What’s next for the AI revolution?

Films have long made us aware of the potential of AI but many of these far-fetched ideas are now becoming a reality. In fact, 2016 may be the year we look back on in decades to come and declare was the time when AI went mainstream. And this suggestion has been supported by the increasing investment pouring into the space this year, with global heavyweights like Twitter buying British startups like Magic Pony Technology.

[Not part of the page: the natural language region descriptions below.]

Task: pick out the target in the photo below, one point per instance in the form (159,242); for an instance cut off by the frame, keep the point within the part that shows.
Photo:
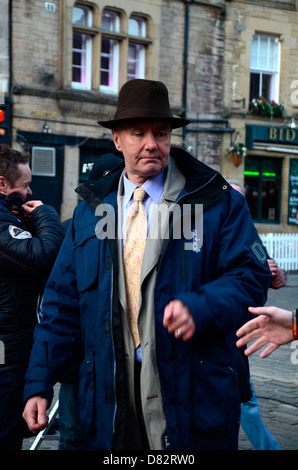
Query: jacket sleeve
(57,336)
(31,253)
(241,275)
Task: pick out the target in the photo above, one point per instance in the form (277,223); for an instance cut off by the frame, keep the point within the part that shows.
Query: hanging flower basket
(237,152)
(264,108)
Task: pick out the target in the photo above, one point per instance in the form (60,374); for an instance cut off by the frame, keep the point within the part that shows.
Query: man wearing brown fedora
(158,370)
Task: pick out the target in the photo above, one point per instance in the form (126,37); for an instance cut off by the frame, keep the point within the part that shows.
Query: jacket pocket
(87,394)
(216,398)
(86,247)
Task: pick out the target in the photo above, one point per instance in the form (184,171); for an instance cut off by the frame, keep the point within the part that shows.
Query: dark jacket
(218,283)
(26,259)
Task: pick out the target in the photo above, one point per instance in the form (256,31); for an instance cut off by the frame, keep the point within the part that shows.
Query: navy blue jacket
(218,283)
(27,255)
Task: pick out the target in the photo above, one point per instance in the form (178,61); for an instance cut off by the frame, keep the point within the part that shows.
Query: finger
(258,344)
(269,350)
(247,327)
(168,314)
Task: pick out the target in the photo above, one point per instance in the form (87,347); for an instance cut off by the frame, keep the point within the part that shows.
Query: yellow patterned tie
(134,245)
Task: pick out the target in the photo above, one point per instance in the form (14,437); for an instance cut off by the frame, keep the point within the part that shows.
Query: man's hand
(29,206)
(178,319)
(35,414)
(273,325)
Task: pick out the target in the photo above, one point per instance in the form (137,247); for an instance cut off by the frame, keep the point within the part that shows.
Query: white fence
(283,248)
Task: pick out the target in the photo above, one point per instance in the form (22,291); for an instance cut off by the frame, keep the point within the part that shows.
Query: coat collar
(201,181)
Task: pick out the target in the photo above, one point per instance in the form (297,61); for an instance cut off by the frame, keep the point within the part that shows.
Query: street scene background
(275,380)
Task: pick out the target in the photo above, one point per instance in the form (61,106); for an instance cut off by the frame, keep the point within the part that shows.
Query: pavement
(275,380)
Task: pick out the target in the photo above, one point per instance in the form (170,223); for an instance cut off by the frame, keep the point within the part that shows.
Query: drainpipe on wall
(185,62)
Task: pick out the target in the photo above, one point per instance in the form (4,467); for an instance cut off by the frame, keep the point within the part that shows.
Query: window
(136,50)
(264,67)
(262,177)
(81,48)
(109,67)
(107,50)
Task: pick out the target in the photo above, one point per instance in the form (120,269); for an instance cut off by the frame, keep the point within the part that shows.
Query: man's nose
(151,142)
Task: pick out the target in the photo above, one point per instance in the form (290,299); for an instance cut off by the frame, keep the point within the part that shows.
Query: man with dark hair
(154,317)
(30,238)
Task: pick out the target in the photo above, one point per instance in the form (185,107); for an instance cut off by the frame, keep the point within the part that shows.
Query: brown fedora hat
(146,100)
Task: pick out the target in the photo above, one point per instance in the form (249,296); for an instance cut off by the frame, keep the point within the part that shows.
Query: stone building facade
(261,45)
(69,58)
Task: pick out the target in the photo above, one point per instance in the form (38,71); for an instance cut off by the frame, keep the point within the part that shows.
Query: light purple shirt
(154,189)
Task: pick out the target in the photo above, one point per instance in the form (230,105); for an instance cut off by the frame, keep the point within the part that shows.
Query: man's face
(146,148)
(22,184)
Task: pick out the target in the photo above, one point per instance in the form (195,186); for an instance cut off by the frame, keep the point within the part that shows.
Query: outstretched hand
(178,320)
(273,325)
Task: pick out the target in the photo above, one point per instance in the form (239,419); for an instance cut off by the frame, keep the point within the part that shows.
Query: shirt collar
(153,186)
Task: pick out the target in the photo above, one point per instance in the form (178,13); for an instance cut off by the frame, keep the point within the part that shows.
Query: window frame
(123,41)
(273,72)
(88,32)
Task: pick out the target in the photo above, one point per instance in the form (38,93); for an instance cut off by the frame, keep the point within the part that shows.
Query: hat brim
(175,122)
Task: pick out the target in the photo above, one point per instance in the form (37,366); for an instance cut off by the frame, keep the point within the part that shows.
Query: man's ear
(3,185)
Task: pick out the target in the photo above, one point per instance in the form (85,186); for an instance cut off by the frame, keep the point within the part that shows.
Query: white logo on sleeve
(17,232)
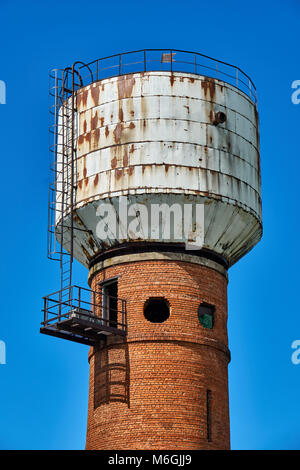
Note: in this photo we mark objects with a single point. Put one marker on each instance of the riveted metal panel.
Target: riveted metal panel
(152, 136)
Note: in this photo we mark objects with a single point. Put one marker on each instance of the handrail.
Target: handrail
(176, 62)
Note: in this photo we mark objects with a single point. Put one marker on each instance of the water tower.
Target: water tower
(156, 190)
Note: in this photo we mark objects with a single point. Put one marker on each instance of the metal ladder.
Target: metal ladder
(63, 185)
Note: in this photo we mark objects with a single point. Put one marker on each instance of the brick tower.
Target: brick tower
(157, 191)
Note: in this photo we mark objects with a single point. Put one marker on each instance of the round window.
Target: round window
(156, 310)
(206, 315)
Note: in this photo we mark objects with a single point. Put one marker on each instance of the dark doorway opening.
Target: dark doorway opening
(110, 303)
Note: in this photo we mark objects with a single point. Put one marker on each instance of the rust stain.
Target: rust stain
(209, 87)
(118, 132)
(125, 86)
(119, 173)
(95, 91)
(84, 96)
(91, 243)
(114, 162)
(85, 251)
(125, 157)
(94, 121)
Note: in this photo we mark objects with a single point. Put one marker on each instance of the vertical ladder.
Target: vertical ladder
(63, 186)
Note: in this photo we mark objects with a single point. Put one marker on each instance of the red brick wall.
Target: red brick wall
(149, 391)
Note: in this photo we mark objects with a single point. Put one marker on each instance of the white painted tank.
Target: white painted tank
(153, 137)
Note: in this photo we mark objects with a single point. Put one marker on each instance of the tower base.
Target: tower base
(164, 385)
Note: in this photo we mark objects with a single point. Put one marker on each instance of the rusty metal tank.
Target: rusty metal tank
(168, 136)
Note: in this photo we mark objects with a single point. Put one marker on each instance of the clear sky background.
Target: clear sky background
(44, 385)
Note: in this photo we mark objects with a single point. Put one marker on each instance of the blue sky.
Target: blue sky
(44, 385)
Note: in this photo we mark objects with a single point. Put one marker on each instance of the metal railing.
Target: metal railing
(85, 303)
(173, 60)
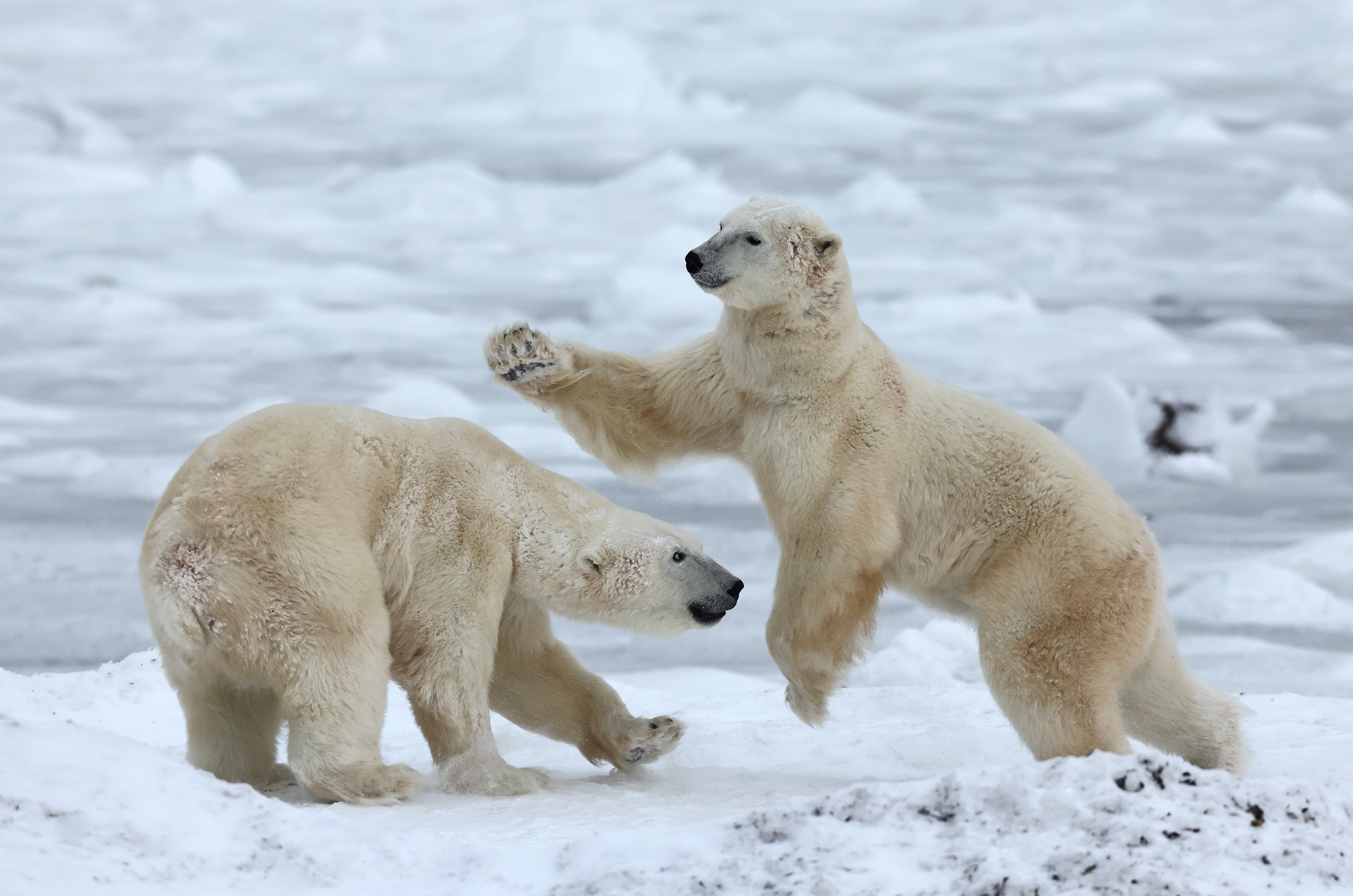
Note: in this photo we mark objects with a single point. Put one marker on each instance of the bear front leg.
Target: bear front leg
(443, 649)
(818, 627)
(542, 687)
(631, 413)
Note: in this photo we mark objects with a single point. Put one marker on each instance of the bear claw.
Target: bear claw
(524, 357)
(653, 740)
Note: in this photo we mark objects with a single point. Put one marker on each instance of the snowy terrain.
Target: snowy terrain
(1083, 212)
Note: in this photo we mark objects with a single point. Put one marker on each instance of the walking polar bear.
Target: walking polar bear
(309, 552)
(876, 474)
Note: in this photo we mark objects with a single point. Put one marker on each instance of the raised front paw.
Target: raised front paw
(639, 742)
(526, 359)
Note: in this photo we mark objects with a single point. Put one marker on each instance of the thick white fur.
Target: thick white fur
(875, 473)
(309, 552)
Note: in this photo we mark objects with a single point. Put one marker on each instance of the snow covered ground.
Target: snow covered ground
(1078, 210)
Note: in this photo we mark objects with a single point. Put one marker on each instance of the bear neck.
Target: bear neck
(554, 528)
(791, 350)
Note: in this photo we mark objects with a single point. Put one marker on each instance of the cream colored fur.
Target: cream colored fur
(309, 552)
(876, 474)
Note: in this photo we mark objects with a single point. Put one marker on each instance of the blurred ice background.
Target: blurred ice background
(1133, 222)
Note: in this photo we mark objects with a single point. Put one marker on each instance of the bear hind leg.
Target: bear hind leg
(1061, 702)
(334, 696)
(1165, 706)
(334, 733)
(233, 733)
(448, 680)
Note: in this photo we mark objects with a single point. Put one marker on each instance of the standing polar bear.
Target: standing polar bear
(309, 552)
(876, 474)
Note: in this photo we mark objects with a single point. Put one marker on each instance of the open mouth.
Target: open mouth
(707, 617)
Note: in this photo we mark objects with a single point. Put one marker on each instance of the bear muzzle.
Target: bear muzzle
(708, 611)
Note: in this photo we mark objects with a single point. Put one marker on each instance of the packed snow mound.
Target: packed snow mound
(82, 805)
(1103, 823)
(1263, 595)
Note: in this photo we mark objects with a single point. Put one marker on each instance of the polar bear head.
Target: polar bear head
(769, 252)
(647, 576)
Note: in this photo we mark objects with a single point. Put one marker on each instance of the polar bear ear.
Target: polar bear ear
(596, 558)
(829, 246)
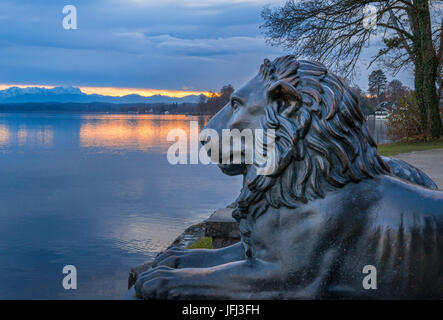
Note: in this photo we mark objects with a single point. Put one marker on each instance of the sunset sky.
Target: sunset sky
(171, 47)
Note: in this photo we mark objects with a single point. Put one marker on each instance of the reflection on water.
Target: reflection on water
(141, 132)
(65, 201)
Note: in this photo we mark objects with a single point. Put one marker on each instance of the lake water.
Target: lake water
(96, 192)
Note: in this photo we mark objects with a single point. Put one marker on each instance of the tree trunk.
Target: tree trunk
(426, 71)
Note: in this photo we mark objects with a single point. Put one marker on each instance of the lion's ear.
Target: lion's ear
(287, 95)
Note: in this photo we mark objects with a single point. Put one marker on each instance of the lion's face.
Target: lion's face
(246, 110)
(321, 140)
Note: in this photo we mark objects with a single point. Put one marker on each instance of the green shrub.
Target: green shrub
(404, 122)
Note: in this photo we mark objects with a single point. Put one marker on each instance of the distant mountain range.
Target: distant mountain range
(75, 95)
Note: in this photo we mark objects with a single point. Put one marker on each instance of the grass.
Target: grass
(391, 149)
(202, 243)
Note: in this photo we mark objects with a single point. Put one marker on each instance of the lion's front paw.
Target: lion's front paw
(158, 283)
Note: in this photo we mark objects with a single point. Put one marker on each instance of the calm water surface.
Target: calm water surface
(97, 192)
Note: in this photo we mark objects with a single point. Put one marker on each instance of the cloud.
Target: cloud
(168, 44)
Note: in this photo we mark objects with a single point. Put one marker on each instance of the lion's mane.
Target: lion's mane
(321, 146)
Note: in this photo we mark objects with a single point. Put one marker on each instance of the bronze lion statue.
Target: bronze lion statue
(330, 209)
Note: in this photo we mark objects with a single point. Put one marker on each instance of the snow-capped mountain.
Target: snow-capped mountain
(73, 94)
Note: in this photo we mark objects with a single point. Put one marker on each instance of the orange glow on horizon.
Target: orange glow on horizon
(119, 92)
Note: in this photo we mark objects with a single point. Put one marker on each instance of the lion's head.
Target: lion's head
(322, 142)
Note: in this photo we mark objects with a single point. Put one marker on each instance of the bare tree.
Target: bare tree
(377, 83)
(333, 32)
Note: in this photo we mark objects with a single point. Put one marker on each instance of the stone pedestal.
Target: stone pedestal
(222, 228)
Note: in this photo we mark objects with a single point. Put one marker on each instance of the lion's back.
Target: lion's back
(403, 240)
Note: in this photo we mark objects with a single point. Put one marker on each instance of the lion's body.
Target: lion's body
(395, 226)
(328, 207)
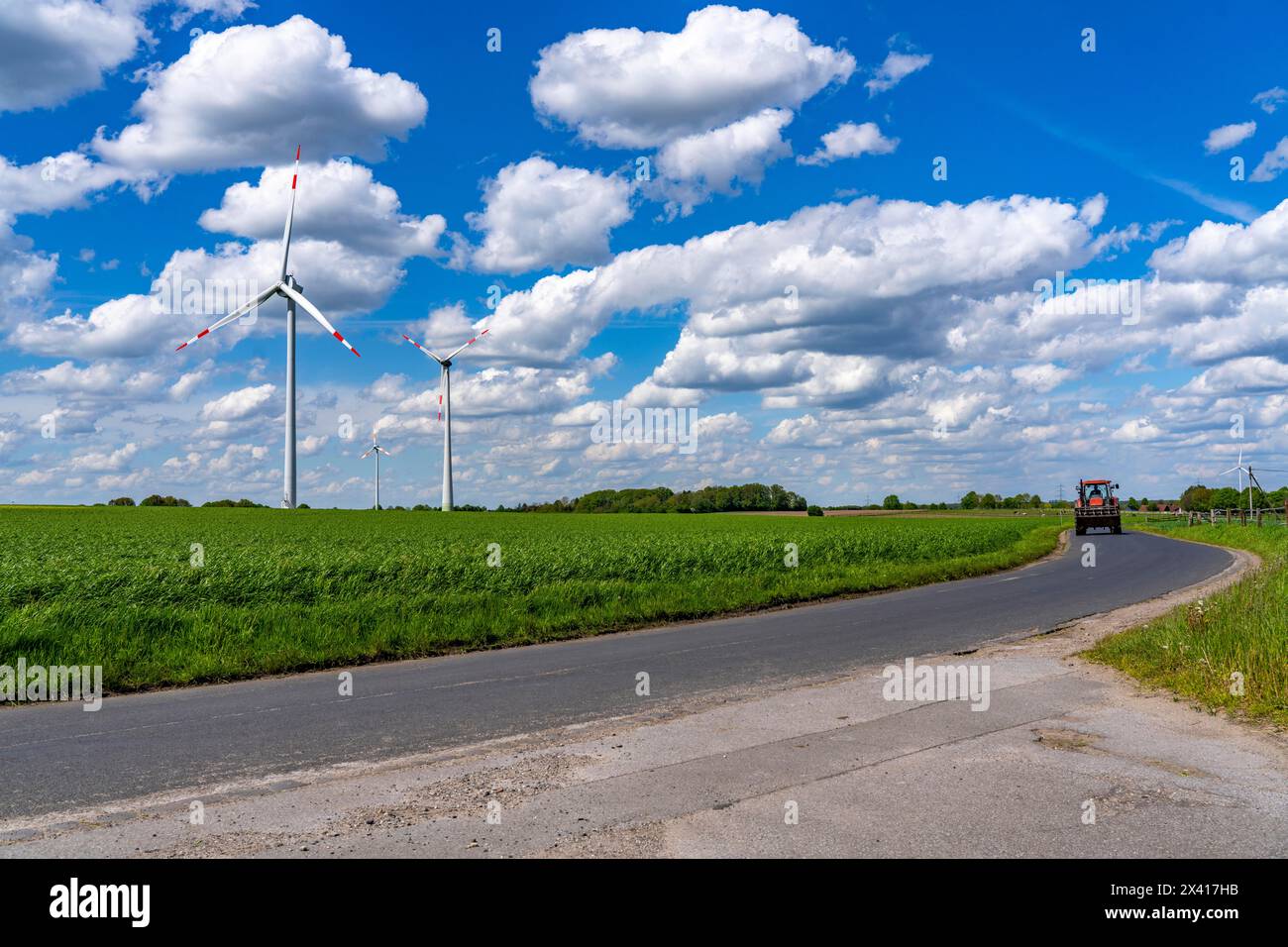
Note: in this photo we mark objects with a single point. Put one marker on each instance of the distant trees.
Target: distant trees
(747, 497)
(1197, 497)
(158, 500)
(995, 501)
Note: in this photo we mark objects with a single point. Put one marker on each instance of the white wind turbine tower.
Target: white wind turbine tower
(445, 411)
(1241, 471)
(377, 450)
(288, 289)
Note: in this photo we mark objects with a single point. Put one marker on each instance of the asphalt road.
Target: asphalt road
(56, 757)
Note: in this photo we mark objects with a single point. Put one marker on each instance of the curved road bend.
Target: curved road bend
(56, 757)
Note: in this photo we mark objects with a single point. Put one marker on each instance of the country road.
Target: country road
(56, 758)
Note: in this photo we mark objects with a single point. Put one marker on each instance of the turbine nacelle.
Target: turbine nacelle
(291, 291)
(445, 408)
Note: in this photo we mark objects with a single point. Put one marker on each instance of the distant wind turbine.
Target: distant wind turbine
(294, 295)
(445, 411)
(377, 450)
(1252, 479)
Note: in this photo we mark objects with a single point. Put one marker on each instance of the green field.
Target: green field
(1244, 629)
(281, 591)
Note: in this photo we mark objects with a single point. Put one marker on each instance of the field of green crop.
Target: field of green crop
(163, 595)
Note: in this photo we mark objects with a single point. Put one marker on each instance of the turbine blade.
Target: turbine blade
(423, 350)
(236, 313)
(313, 311)
(467, 344)
(290, 214)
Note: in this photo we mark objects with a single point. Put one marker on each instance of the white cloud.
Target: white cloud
(1271, 163)
(98, 462)
(52, 51)
(1228, 136)
(1229, 253)
(236, 406)
(1270, 99)
(634, 89)
(53, 183)
(338, 201)
(245, 95)
(101, 379)
(876, 275)
(850, 141)
(711, 161)
(537, 214)
(894, 69)
(349, 244)
(1042, 377)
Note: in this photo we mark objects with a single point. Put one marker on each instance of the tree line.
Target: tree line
(746, 497)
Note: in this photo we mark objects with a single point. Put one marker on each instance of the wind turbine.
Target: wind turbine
(445, 411)
(1241, 471)
(377, 450)
(288, 289)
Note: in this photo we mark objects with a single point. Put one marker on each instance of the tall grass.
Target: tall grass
(281, 591)
(1196, 650)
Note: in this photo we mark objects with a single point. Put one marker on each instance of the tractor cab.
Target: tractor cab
(1096, 506)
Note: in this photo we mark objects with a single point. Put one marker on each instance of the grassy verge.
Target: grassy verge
(281, 592)
(1197, 650)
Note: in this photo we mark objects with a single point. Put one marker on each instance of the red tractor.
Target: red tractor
(1096, 506)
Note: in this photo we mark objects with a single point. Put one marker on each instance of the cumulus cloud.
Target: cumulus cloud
(1229, 253)
(1270, 99)
(339, 201)
(866, 270)
(207, 108)
(894, 69)
(351, 241)
(101, 379)
(52, 51)
(850, 141)
(1271, 163)
(634, 89)
(537, 214)
(711, 161)
(54, 183)
(1228, 136)
(239, 405)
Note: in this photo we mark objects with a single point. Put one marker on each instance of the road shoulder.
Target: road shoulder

AI is not so much sweeping across our world as seeping into it. A combination of enormous computing power and the latest deep-learning techniques are promising to give us better medical diagnoses, better products, better diets and better lives. Soon it might even be able to give us new Elvis songs.

Shaping the workforce of the future

Earlier this month, Mark Carney, governor of the Bank of England, warned that up to 15 million British jobs could be replaced by robots – and he’s right. Just as the industrial revolution changed the face of manufacturing, AI will do the same to the service industry, causing mass disruption. The truth is, we’re already seeing it in play as agile businesses begin to use AI as an opportunity for growth, creating as many jobs as it is destroying. Businesses need to start looking at how they can retrain drivers and office assistants to become data analysts, trip optimisers and work in other professional roles we don’t yet know we need.

Looking at the bigger picture, this means a radical overhaul in our education system to build a future workforce fit for purpose. Today, we are still creating employees to be professionals based on the retention of large and broad volumes of knowledge. Yet computers already have that capability. They can do it better, quicker and more efficiently than people. But what AI can’t do yet is create, empathise, imagine and cooperate, to name just a few. These most basic of human skills will be the last bastion looking out against automation and ones around which we will look to build the workforce of tomorrow.

Making the most of the age of machines

The drive to automate will be strongly facilitated by what we want machines to do versus what we want humans to do. Most observers agree that AI is a dual use technology, capable of both great good and great harm and it’s this dichotomy that we must wrestle with – and hopefully overcome.

Either way, AI remains the greatest scientific challenge of our times and helping it reach its potential will require the sharing of ideas across countries, companies, labs and academia. Despite the astonishing advances made so far, we’re a long way from having machines that are as intelligent as humans – or even rats. So far, we’ve seen only 1% of what AI can do.